Riverside Calvary Chapel of Langley, Immanuel Covenant Reformed Church of Abbotsford and Free Reformed Church of Chilliwack challenged Dr. Bonnie Henry’s events and gatherings ban on the grounds that she was trampling on their constitutional right to gather peacefully and worship. The churches had received a combined 11 violation tickets worth almost $300,000.

The churches’ lawyer Paul Jaffe wondered why the public is free to shop in big box stores and drink beer while watching big-screen sports in pubs, activities not protected by the Charter of Rights and Freedoms.

“The fact that some religious activities are restricted and some secular activities are not is not necessarily evidence of arbitrariness,” Hinkson wrote. “There needs to be a comparison of comparables and a demonstration that there is no rational basis for the distinction. That is not present here.”

Hinkson found that bans on gatherings and events apply broadly, regardless of religious affiliation or no affiliation, and that Henry did not outright ban religious gatherings.

Adrian Dix (right) and Dr. Bonnie Henry (BC Gov)

B.C.’s temporary state of emergency public health laws allow drive-in services of up to 50 vehicles, personal prayer or reflection, and baptisms, weddings and funerals with up to 10 people in attendance. Henry also recently allowed the churches involved in the case to hold outdoor services in small groups and is promising further relaxations province-wide in time for Easter and Passover.

Evidence submitted in the case showed seven coronavirus outbreaks related to places of worship in the Fraser Health region as of Jan. 15, 2021, infecting 59 people. Vancouver Coastal Health submitted 61 cases related to outbreaks at 25 places of worship from Sept. 15, 2020 to Jan. 15, 2021. There was one death associated to a November 2020 outbreak that infected 28 people.

Hinkson found Henry considered the impacts of her ban and consulted with the inter-faith community. Her orders are attempts to protect the vulnerable and maintain the integrity of the healthcare system.

“Her decision was made in the face of significant uncertainty and required highly specialized medical and scientific expertise,” Hinkson said. “Although the impacts of the gatherings and events orders on the religious petitioners’ rights are significant, the benefits to the objectives of the orders are even more so. In my view, the orders represent a reasonable and proportionate balance.”

Meanwhile, Alain Beaudoin of Dawson Creek had a partial victory, when Hinkson ruled that his rights were infringed.
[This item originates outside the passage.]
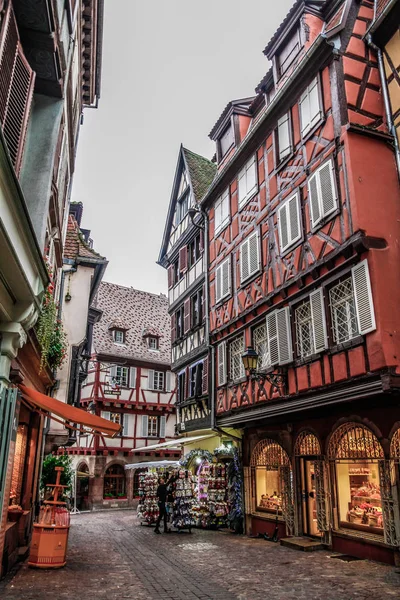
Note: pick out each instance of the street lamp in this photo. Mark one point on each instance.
(250, 361)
Beaudoin organized Kelowna protests against Henry’s orders over three days in December 2020 and was fined $2,300 by the RCMP.
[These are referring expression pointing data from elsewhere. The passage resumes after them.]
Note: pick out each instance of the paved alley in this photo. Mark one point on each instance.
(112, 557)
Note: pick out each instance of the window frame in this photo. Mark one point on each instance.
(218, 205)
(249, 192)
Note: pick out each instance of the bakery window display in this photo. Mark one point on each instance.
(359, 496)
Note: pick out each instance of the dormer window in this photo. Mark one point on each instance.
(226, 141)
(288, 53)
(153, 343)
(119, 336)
After he filed the challenge, Henry amended her order Feb. 10, to allow outdoor protests, with the expectation that organizers will follow public health guidelines.

Hinkson found that Beaudoin’s free speech and assembly rights were infringed, but he did not throw out the ticket because it has not been adjudicated.
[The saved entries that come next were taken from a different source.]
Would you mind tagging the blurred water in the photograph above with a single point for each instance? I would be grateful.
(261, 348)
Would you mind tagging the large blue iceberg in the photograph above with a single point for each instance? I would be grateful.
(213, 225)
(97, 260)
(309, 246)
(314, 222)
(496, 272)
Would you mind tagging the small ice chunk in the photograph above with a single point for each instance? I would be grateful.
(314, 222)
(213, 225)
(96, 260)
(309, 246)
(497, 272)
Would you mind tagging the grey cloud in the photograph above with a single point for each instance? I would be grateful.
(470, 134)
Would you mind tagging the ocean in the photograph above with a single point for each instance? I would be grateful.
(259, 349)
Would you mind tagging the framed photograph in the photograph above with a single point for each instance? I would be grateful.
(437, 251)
The constitutional challenge was backed by Alberta’s Justice Centre for Constitutional Freedoms, which hired Jaffe.

On Feb. 17, Hinkson denied Henry’s bid for an injunction that would have allowed RCMP officers to arrest pastors and parishioners at the three churches. Hinkson cited the B.C. government’s failure to prosecute anti-pipeline protesters in early 2020, despite clear evidence they blocked port entrances in defiance of a court order.

Said Hinkson in the Feb. 17 verdict: “If it were granted and not adhered to, would the administration of justice yet again be brought into disrepute because the B.C. Prosecution Service considers that it would not be in the public interest to prosecute those who refused to adhere to the orders sought from this Court?”